Tal aluno foi enfático e exclamativo, e essa era a primeira resposta que

se ouviu em uma das escolas ao perguntar qual era a imagem que eles

possuíam dos indígenas. Outros alunos também destacaram conjuntamente a

ideia do descobrimento e de que os índios eram donos das terras.

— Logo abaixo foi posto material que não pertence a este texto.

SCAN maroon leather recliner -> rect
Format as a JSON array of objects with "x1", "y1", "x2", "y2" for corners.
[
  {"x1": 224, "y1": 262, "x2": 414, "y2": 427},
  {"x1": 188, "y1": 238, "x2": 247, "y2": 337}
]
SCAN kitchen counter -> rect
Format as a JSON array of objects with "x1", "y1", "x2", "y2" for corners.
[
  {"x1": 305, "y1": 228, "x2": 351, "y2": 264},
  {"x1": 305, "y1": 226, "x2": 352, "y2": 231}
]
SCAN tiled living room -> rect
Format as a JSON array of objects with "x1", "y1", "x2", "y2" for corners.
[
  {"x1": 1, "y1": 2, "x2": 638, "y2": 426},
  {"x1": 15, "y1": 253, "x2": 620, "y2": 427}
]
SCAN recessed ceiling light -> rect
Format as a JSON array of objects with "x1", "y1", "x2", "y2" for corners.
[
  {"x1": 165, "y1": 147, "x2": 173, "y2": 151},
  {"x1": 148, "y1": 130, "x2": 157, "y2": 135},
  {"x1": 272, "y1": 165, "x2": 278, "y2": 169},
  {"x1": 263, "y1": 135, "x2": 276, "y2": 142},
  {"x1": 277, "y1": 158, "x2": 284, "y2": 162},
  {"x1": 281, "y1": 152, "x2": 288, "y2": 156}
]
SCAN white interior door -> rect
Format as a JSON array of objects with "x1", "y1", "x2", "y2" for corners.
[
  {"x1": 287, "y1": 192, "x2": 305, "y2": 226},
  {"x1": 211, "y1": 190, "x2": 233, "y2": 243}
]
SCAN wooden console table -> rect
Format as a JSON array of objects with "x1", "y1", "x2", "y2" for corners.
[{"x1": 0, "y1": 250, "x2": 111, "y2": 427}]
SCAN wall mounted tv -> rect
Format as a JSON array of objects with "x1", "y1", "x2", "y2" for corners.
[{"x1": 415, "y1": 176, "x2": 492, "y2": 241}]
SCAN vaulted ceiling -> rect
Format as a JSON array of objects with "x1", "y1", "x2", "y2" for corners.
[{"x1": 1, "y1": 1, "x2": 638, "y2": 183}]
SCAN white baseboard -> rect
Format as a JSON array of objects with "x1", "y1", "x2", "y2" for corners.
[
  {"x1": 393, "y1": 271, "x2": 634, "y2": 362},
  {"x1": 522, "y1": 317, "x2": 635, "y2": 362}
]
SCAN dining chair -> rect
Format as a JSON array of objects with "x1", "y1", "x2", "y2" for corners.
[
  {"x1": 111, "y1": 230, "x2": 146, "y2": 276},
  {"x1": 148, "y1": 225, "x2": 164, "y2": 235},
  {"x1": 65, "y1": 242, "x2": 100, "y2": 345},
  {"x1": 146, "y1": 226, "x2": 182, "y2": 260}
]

Essa ideia levantada pelo aluno, sobre posse da terra, sobre a

propriedade do território, pode ir de encontro ao conceito citado na primeira

parte do trabalho, à qual se referiu à Sahlins (1990). Essa visão coloca o

indígena como sujeito passivo, vítima, enquanto sabe-se que os mesmos são

sujeitos de sua própria história.

A partir do debate levantado por Sahlins (1990) é possível entender que

ao trocar produtos portugueses, por pau-brasil (exemplo pertinente, pois se

trata da matéria estudada nas turmas) nas feitorias portuguesas, o indígena

não está simplesmente aceitando uma imposição portuguesa, mas sim

efetuando uma troca, escambo.

Além dessas imagens, outra que está associada ao índio é a do

coletivismo, sempre citado pelos alunos. Em destaque uma aluna relata: “... eu vejo como um povo coletivo, que divide as coisas. Tipo, hoje o povo quer as coisas só pra eles, os índios não, plantam coisas pra tribo inteira, mostra meio que... A amizade um do outro, lá esse negocio de eu plantei é meu, lá é pra todo mundo.”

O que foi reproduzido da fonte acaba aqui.